DL0045 Dimension in FFN

Written by

In Transformers, why does the feed-forward network expand the hidden dimension (e.g., $d_{\text{model}}$ → $4 d_{\text{model}}$ ) before reducing it back?

Answer

The feed-forward network in Transformers expands the hidden dimension (e.g., $d_{\text{model}} \to 4 \cdot d_{\text{model}}$ ) to enhance the model’s ability to learn complex, non-linear feature interactions, then reduces it back to maintain compatibility with other layers. This design acts as a bottleneck, balancing expressiveness and efficiency, and has been empirically shown to boost performance in large-scale models.
(1) Extra Capacity: Expanding from $d_{\text{model}}$ to $4d_{\text{model}}$ allows the FFN to capture richer nonlinear transformations.
(2) Non‑linear mixing: The intermediate expansion allows the activation function (ReLU, GeLU, SwiGLU, etc.) to operate in a richer space, capturing more complex patterns.
(3) Projection back ensures compatibility: Reducing the dimension back to $d_{\text{model}}$ ensures compatibility with the subsequent layers. It ensures residual connection compatibility and uniformity across layers.

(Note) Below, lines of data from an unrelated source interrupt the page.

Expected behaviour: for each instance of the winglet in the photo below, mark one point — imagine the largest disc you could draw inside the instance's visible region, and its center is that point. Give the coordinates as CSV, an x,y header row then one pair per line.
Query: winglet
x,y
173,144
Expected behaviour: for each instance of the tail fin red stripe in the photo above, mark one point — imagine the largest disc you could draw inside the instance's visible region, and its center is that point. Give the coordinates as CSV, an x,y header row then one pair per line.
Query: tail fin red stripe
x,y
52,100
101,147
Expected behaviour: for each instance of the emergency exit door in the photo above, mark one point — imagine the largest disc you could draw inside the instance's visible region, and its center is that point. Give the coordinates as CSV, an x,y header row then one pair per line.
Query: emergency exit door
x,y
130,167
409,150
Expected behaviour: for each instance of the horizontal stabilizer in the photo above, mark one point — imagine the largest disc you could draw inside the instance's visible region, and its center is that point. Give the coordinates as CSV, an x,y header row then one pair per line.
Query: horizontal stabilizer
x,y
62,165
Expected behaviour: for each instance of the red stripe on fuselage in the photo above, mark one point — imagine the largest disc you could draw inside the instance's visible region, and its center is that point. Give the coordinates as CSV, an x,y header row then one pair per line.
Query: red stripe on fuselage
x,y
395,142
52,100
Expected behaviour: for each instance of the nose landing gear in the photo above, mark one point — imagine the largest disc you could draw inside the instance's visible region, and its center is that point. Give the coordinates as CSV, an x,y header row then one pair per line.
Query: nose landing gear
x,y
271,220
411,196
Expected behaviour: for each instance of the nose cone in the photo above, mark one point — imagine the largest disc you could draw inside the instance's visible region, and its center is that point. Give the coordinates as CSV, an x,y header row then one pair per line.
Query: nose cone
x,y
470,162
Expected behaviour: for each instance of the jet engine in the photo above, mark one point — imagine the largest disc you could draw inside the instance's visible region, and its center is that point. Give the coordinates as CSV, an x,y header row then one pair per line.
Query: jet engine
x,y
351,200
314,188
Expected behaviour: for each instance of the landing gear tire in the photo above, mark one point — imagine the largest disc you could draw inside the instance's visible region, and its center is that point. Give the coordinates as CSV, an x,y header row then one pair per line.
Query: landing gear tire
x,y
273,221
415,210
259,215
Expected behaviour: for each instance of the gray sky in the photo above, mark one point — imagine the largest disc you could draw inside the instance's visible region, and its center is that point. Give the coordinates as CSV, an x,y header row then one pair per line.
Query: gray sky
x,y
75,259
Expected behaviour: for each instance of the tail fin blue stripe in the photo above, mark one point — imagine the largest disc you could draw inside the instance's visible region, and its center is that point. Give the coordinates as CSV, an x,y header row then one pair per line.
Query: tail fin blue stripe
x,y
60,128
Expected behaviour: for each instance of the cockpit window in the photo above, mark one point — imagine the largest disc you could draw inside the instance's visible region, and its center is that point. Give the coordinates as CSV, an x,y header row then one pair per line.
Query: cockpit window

The equation and the figure below show the architecture of FFN:
$\text{FFN}(x) = W_2 \sigma(W_1 x + b_1) + b_2$
Where:
$x \in \mathbb{R}^{d_{\text{model}}}$ is the input vector.
$W_1 \in \mathbb{R}^{4d_{\text{model}} \times d_{\text{model}}}$ expands the dimension.
$\sigma$ is a non-linear activation (e.g., ReLU/GELU).
$W_2 \in \mathbb{R}^{d_{\text{model}} \times 4d_{\text{model}}}$ projects back down.